Raistmer · ‎02-24-2011

smth like CUDA's one for ATi GPUs

Does smth like CUDA Occupancy calculator exist for ATi GPUs?

Did AMD ever bother to create smth like this or maybe some third-party development?

Jawed · ‎02-28-2011

See section 4.9.2 in the APP OpenCL Programming Guide.

The basic fact is that there are 16384 GPRs, which are split evenly amongst hardware threads.

As well as the headline GPR allocation reported by SKA the clause-temporary GPRs need to be accounted for. On Evergreen series there can be up to 8 of these per work item. Earlier GPUs support 4. Cayman doesn't seem to use them (not seen any in SKA), not sure though.

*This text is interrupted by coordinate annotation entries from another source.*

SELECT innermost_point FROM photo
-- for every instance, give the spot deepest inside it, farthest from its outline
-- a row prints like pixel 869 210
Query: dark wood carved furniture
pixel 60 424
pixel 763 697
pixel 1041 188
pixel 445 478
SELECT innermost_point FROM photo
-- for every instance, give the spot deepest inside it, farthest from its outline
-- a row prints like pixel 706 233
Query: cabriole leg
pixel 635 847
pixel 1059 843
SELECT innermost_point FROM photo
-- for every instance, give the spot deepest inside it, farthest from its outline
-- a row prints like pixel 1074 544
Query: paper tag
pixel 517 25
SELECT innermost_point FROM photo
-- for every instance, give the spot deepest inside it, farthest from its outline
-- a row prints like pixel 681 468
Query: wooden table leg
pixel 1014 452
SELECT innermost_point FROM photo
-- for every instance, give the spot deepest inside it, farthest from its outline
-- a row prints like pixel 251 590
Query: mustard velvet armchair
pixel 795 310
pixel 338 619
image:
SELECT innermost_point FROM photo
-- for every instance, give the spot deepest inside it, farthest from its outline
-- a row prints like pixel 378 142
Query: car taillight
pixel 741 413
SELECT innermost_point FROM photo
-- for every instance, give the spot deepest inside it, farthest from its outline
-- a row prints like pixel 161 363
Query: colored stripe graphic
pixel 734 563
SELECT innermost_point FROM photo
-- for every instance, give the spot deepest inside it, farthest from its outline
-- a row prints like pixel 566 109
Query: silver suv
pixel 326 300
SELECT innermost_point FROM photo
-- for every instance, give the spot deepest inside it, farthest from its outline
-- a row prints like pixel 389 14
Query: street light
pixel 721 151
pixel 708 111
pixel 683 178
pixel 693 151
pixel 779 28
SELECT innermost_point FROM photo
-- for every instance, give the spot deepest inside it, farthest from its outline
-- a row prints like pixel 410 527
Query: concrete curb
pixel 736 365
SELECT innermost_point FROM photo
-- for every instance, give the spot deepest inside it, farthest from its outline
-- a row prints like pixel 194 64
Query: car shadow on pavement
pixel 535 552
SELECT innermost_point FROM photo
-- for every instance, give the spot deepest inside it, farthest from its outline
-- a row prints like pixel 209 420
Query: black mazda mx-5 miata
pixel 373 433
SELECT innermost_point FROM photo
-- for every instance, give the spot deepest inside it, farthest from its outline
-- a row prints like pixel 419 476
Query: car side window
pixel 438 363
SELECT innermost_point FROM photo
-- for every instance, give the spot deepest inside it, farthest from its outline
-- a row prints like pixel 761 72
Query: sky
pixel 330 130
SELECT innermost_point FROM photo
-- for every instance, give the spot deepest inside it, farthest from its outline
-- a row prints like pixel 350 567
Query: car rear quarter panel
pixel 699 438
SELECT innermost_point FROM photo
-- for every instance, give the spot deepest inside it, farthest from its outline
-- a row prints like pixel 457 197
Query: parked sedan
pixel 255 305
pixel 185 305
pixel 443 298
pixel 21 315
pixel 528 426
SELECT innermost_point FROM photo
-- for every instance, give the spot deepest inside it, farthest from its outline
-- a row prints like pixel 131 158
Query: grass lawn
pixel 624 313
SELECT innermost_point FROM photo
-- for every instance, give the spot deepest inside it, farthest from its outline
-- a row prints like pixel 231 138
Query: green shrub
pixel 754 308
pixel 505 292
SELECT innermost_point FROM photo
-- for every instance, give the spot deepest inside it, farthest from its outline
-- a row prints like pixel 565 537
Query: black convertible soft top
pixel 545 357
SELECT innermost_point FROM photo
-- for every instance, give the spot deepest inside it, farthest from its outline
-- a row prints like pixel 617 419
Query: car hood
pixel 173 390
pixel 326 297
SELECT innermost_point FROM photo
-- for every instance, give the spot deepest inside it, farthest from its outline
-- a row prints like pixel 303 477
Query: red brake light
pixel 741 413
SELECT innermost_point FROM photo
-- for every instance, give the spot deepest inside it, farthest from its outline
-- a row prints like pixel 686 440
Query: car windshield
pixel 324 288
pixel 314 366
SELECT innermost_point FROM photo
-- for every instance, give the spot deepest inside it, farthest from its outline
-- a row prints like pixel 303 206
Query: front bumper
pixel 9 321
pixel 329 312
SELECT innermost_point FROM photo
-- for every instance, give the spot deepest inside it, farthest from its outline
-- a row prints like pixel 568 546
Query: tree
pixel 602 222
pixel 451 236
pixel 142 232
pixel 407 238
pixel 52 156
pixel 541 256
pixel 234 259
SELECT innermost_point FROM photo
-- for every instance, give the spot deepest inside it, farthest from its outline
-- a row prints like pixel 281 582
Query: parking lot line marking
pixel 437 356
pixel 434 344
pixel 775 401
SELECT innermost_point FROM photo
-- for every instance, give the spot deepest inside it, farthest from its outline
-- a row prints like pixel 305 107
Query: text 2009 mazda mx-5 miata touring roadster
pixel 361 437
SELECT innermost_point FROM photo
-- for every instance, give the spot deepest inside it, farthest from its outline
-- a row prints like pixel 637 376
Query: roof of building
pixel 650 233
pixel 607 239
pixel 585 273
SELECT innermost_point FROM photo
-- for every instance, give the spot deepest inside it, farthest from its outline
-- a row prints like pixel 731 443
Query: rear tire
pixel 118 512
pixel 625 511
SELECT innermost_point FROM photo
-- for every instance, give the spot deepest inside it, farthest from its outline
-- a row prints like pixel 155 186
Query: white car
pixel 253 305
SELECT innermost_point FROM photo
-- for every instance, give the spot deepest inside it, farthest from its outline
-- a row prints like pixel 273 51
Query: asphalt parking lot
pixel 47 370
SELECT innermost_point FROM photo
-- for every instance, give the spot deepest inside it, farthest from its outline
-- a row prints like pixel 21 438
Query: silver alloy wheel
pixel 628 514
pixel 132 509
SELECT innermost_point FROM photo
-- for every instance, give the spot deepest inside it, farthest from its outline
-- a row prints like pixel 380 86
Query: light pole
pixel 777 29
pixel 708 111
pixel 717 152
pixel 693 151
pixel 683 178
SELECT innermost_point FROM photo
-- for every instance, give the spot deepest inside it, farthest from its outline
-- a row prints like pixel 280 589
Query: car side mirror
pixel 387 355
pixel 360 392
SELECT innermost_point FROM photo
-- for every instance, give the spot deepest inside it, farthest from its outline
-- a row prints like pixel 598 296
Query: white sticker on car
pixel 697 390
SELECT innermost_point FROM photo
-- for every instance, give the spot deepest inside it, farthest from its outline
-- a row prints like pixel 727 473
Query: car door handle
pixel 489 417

So 8 GPRs per work item * 64 work items per hardware thread * 2 hardware threads in the pipeline = 1024 registers of maximum overhead from clause-temporary registers.

So subtract the actual clause temporary overhead from 16384 first, then you can perfom the simple division that tells you how many hardware threads (wavefronts) you'll get.

The numbers in the table look like they account for clause temporary registers, but it seems to be a generalisation for kernels that use 4 temporaries.

Raistmer · ‎02-28-2011

nVidia's table accounts for not only registers. But also for shared memory, max possible numbers of blocks in flight and so on. Yes, almost all this info can be found in manual (for HD5xxx, not for HD4xx, btw), but nVidia's representation makes life easier, while AMD again and again "says" RTFM ...